Sacred and Profane Beauty: The Holy in Art, by Gerardus van der Leeuw (Holt, Rinehart and Winston, 1963, 357 pp., $6.50). A profound but very lucid consideration of the theological significance of art and the place of aesthetics in Christian life and thought.

The Splendor That Was Egypt, by Margaret A. Murray (Hawthorn, 1963, 354 pp., $8.50). Author, age 100, is dean of British Egyptologists; her new and revised work covers the history, religion, art, science, language, literature, social conditions, and customs of ancient Egypt. Though written for the layman, the presentation often assumes so much as to send him digging to uncover the splendor that is there.

Archaeology of the Old Testament, by R. K. Harrison (English Universities Press [102 Newgate Street, London EC1], 1963, 162 pp., 7s. 6d.). A good little “teach yourself” book; but teaching oneself through its use will take the usual amount of doing.

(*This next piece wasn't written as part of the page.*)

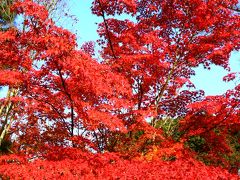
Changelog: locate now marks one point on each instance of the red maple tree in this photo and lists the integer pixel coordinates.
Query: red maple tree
(130, 115)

Hope and Help for Your Nerves, by Claire Weekes (Coward-McCann, 1963, 160 pp., $3.95). Australian physician administers a good dose of common sense for nervous and physical health.

Commentary on Zechariah, by Merrill F. Unger (Zondervan, 1963, 275 pp., $6.95). Verse-by-verse commentary by the Old Testament professor of Dallas Theological Seminary. Readable text, copious footnotes.

The Hebrew Passover, From the Earliest Times to A.D. 70, by J. B. Segal (Oxford, 1963, 294 pp., $6.75). An analysis of the biblical and extra-biblical documents on the Passover, and an exposition of the thesis that the primitive Passover was a New Year festival of the springtime. For professional students only.

In Defense of Property, by Gottfried Dietze (Regnery, 1963, 273 pp., $6.50). A scholarly, readable history and defense of private property. The author, a professor of political science at Johns Hopkins University, believes that private property is a prerequisite of a free and moral society, and that the twentieth century is losing the awareness of the propriety of property.

Paperbacks

Man’s Search for Meaning, by Viktor E. Frankl (Washington Square Press, 1963, 216 pp., $.60). During, and out of, years of experience in Nazi concentration camps, a Vienna professor developed his theory of logotherapy, i.e., the will to give meaning to one’s life. First published in 1959.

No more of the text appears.